Data gravity is the ability of bodies of data to attract applications, services and other data. The force of gravity, in this context, is manifested in the way software, services and business logic are drawn to data relative to its mass (the amount of data) and, as a result, are physically located closer to the data. The larger the amount of data, the more applications, services and other data will be attracted to it and the more quickly they will be drawn.
IT expert Dave McRory coined the term data gravity as an analogy to the way that, in accordance with the physical laws of gravity, objects with more mass attract those with less. In this analogy, applications and services also possess gravity but not as much as a large body of data and, naturally, smaller bodies of data have less gravity than larger ones.
In practical terms, moving data farther and more frequently impacts workload performance, so it makes sense for data to be amassed and for associated applications and services to be located nearby. Hyperconvergence illustrates the concept of data gravity.

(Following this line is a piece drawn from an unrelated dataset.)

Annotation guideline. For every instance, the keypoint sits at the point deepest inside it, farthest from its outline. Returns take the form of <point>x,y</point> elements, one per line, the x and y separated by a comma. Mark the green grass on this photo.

In a hyper-converged infrastructure, compute, networking and virtualization resources are tightly integrated with data storage within a commodity hardware box.
Also, the more data that exists in a given source or repository, the greater its perceived value will be. Software and services are brought to the data as a means of exploiting its value. Similarly, the greater the amount of data, the more other data might be connected to it, increasing its value for analytics.
According to McRory, data gravity is moving to the cloud. As more and more internal and external business data is moved to the cloud or generated there, data analytics tools are also increasingly cloud-based.
McRory differentiates between naturally-occuring data gravity and similar changes created through external forces such as legislation, throttling and manipulative pricing, which he refers to as artificial data gravity.